Applicant’s Submission

Applicant went at sea covering the law on the powers of this court to review proceedings of lower courts and moreso based on irregularity and contend that in casu, the magistrate disposed of the matter before it in a grossly irregular manner. The court a quo had to either grant the order as sought by the respondents or to discharge the provisional order granted exparte or dismiss the relief sought. There was no need by the magistrate to extend the interim order or grant the preservation order on the return day which had not been requested by the respondents. Applicant further states that the magistrate granted an order not sought by the parties after it had effectively extended the operation of an interim order.

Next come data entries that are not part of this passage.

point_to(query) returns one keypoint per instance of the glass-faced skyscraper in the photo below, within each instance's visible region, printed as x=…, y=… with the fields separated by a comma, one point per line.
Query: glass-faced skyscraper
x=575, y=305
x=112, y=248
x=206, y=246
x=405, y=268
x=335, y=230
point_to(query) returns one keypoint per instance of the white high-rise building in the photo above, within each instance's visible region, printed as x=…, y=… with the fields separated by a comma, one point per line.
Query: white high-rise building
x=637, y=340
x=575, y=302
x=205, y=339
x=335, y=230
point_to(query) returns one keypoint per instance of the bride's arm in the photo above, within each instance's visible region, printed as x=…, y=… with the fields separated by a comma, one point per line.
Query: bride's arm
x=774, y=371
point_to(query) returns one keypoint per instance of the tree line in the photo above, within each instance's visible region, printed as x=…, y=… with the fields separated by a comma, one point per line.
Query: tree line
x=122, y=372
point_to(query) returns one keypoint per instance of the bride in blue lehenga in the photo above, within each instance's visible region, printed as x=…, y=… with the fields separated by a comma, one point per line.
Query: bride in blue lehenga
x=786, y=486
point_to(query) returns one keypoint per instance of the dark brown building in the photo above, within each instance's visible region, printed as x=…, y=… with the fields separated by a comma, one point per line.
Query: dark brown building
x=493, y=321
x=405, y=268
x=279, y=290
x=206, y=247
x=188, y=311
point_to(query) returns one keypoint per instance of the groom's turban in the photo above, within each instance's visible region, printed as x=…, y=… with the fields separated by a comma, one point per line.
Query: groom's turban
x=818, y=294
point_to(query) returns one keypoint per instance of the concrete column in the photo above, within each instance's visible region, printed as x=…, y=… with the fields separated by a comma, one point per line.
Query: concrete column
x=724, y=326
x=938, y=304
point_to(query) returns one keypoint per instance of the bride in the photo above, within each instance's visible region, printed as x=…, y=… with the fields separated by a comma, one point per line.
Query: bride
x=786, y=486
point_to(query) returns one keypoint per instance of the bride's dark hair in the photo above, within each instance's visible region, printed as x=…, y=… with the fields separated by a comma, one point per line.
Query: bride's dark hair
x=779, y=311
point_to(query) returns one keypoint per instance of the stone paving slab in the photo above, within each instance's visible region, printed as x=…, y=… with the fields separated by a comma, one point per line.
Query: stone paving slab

Applicant also contends that there are no disputes of facts.

The Law

Order 23 of Magistrates Court (civil) Rules, 2019 providing for “Interdicts and Attachments” reads as follows:

“1.	An application to the court for an Order referred to in s 12 of the Act (an order for arrest tanquam suspectus de fuga, an attachment, an interdict or a mandamus van spolie) or for an order referred to in order 22 r 7(i)(a) and (b) may be made exparte.

2.	An exparte application referred to in subrule (1) shall   be upon affidavit stating shortly the facts upon which the application is made and the nature of the order applied for.”

Order 22 r 5 provides as follows:

“Orders court may make on application

5.	After hearing the parties the court may:

(a)	Refuse the application and give written reasons for its decision; or

(b)	Grant the order applied for or any variation thereof, giving written reasons for its decision, or

(c)	order that the issue shall be tried by way of action and give such directions as it thinks just to enable such issue  to be brought to trial, and make such order as to costs as it thinks just.”

Applying Law to the facts

First and second respondents brought an application for an interdict in terms of Order 23 of the Magistrates Court (Civil) Rules. The application was appropriate. The magistrate dealt with the application in terms of order 22 cited above more particularly rule 5. The court a quo made a finding that there are material disputes of fact and acted in terms of Order 22 r 5(c) and directed as it did, that the application be converted into action and affidavits filed by the parties be pleadings for trial and that the local authority and or Forestry Commission be called to court to clarify the position and ownership of the woodlot in dispute or that they be joined as parties to the proceedings. In so doing the Magistrate properly exercised is jurisdiction. In terms of Order 22 r 5(b) the Magistrate is legally permitted to vary the provisional order or order given provided he supplies reasons for doing so.

I am constrained to find any gross irregularity alleged by the applicant to justify interference by this court. In any case a trial would help to facilitate a conclusive decision on the matter on the aspect of who has the right of harvesting timber, applicant or first and second respondents.

As to the issue of costs, they follow the fate of the application.

It is ordered as follows:

The application is dismissed with costs.

Applicant to pay second Respondent’s costs.